Since this was kind of a slow runaround of a story, I’d like to note how, once upon a time, information about Ark II was almost comically scarce. It was a show that VHS tape traders like I was in the 1980s were curious to see, but nobody had copies of it and, more importantly, nobody had any solid information about it.
Looking back from today’s world, this was a laughable situation. Today, not only can you easily order a DVD with all fifteen episodes – although, as it’s out of print, it won’t be cheap – but you can learn there are fifteen episodes. Wikipedia and IMDB have that covered, although the actual airdates remain in question, as is frequently the case for 1970s Saturday morning shows. But in the late 1980s, even knowing that there were fifteen episodes was difficult.
In the days before Wikipedia and IMDB, there were two primary sources for information about old shows with a small audience like this: terrible magazines printed on cheap newsprint, and terrible books published by McFarland & Company, which never seemed to employ editors. (As I mentioned last year, one publisher released a book which contained a listing for a totally fake TV show.)

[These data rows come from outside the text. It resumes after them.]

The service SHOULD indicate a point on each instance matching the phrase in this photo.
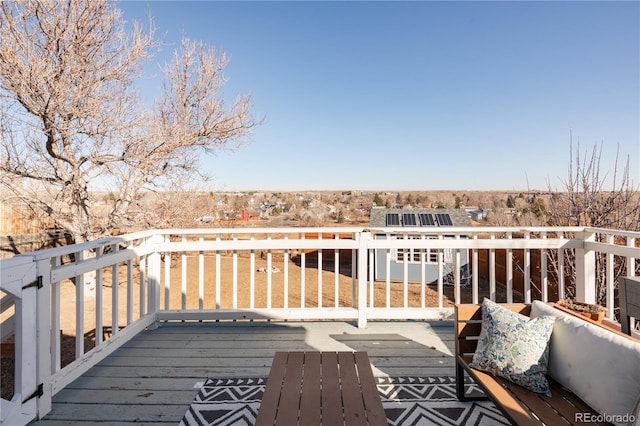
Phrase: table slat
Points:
(311, 390)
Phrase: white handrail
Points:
(150, 277)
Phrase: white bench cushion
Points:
(601, 367)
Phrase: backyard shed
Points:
(422, 263)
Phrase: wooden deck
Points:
(154, 377)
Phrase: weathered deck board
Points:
(152, 379)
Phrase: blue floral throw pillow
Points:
(514, 347)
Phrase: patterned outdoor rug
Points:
(406, 401)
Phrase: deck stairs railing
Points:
(65, 309)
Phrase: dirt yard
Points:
(192, 298)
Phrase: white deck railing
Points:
(100, 294)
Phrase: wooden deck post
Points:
(363, 252)
(586, 269)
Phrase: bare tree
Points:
(71, 114)
(591, 197)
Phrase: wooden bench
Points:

So throughout the 1980s, people were self- or vanity- or McFarland-publishing magazines and books called The Best of Sci-Fi TV or The Complete Guide to Saturday Morning Programming in the 1970s or The Absolutely Complete Guide to Everything That Was Ever on TV, 1974-76, Honestly, Formatted on my Mom’s Typewriter, and you also had people putting out program guides for SF conventions – the best-remembered of these was the 1986 Baycon Viewer’s Guide to Japanese Animation which was written and compiled by Toren Smith and photocopied by a thousand people – and, lastly, you had people trying their hand at desktop publishing to make their tape trading lists look more professional. In that case, I often saw traders formatting their lists like this:
STAR TREK (79 episodes, CBS 1966-69)
…followed by a list of all 79 they had, plus an alternate version of the pilot, and blooper reel, and so on. Then at the back, they’d have their want list, and it would say:
ARK II (24 episodes, CBS 1976-77)
…but that couldn’t be right, because somebody else’s magazine said there were only thirteen episodes.
Then you’d check some book and it would claim there were 66 episodes of Ark II and it ran from 1976-79. So you’d actually mail the dude a letter to ask about it and he’d write back a month later to say that they made 22 episodes for each of three seasons: one on Saturday morning and two on Sunday morning. That made sense. I did remember that CBS continued to air it on Sundays. Of course, it turned out that the Sunday screenings were all repeats, but I didn’t learn that until long after some other book – definitely a McFarland – saw that one dude’s claim of 66 episodes and raised it to 88, to which I replied “How in the sam hill are there more episodes of Ark II than there are of Star Trek?!”
For a few years, my trade lists’s want section had the following entry:
ARK II (CBS, 1970s, 13/15/22/24/66/88 episodes, any wanted)
One day down the line, I finally got the opportunity to trade for some Ark II and did not bite. More on that another day.
Note: I’m absolutely certain that McFarland & Company, today, publishes only the finest and most accurate books, and none of them claim that Filmation made 88 episodes of something when they only made fifteen, and nor do they claim that Sid and Marty Krofft made a show called Cha-Ka and Wolf Boy when they did not.